Like trying on masks, or outfits: does this fit? What am I taking away from this? It’s like a randomized story generator for your experience.

One of the examples you gave as method for tricking oneself was looking through different books. 

What do you call that practice that people do with the Bible, where you let it fall open to a page? I’ll open five books, flip through, cover every surface with whatever is calling to me. So much of my work grows out of my relationship to text and literature, as with my translation zines. 

What has been the focus of those zines?

They are my translations of classical Chinese poetry. I think there's something about translation that is observational and curatorial in a way. There are many paths in front of you as you look into the source text, and as you choose certain words, doors begin to close off, but the form emerges more clearly. 

What were you translating specifically?

For example, this one poem by Li Qingzhao, a Song dynasty poet. A lot of her work dealt with grief, melancholy, and solitude, especially after the death of her husband. I'm not a formally trained translator, which is also what I love about self-publishing.
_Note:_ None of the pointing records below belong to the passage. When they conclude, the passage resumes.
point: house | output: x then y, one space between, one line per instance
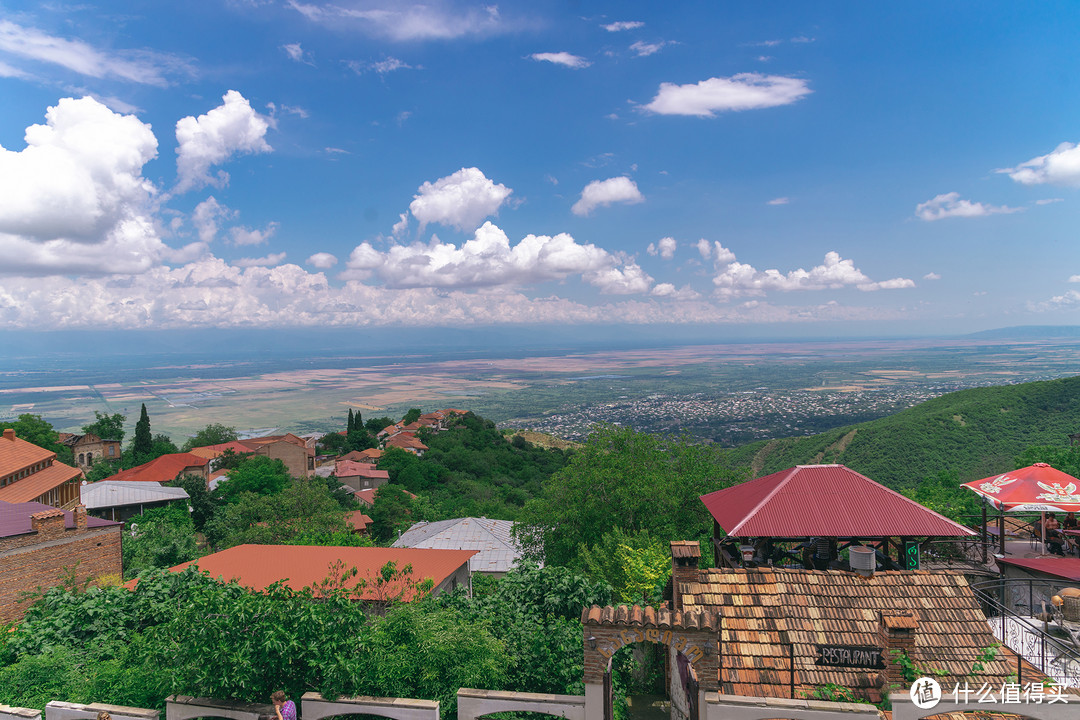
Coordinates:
257 567
298 453
497 553
367 497
405 442
166 469
43 546
31 474
89 448
120 500
360 475
770 619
I feel released from my urge to defer to institutional authority, and I feel that readers in turn implicitly understand that this is my spin on it as an individual maker.

Translation as an expression of self through the medium of other already existing writing.

Right, you're expressing a point of view.

And that, in a way, is what you're doing with the Tarot deck. How did you approach that?

The deck started an exercise in comparative journeying, these stories that exist everywhere across cultures. I specifically wanted to translate the Fool’s Journey, the metaphor for enlightenment embedded in the tarot’s major arcana, through the lens of Chinese mythology, Buddhist and Daoist iconography, organized by the narrative structure of the 16th century novel Journey to the West. It’s a Chinese literary classic, based on the Tang dynasty monk Xuanzang’s journey to retrieve Buddhist scriptures in their original Sanskrit from India, in order to translate them more accurately. The existing translations of his time amounted to this game of telephone that had occurred across great geographical and temporal distance, so he was basically a frustrated translator looking for primary source material.

It took him something like 16 years to go there and come back. So Journey to the West is the fantastical, allegorical take on that. We have these supernatural figures coming in, gods, deities, demons, among them the iconic folk hero figure of the Monkey King, the trickster figure who is the protagonist and namesake of my deck. So card 0, classically the Fool, here renamed Trickster, is Monkey at the beginning of their journey. And from there, card 1, the Magician is the Daoist mystic who is Monkey’s first teacher, and so on, in loose sequence, all the way to card 21, the World, representing Monkey’s final enlightenment.

That’s another kind of fool's journey — a fool’s errand maybe, because whatever is hidden within the scripture you probably don't need to go anywhere to get.

Right — we have revelation at home! There’s enlightenment in the pantry already!

This is your first book. Has it made you think about other books?

Totally. I think the seductive thing about having support in publishing is that I don't have to make it myself. When I take production off my plate, all that physical labor, I can really focus a little more on the project itself. And of course there’s the allure of a promised platform. I think part of the life cycle of art is to have some kind of audience interaction. The parameters might change across the type of art, but I think there generally is a desire for an interaction, for it to be perceived, maybe talked about in some way. So there's something very comforting in knowing this project will be seen and used far beyond my personal reach.

Jia Sung is an artist and educator. She is currently an adjunct professor at RISD, where she received her BFA in 2015. Her first book, Trickster’s Journey, was published by Hachette in 2023.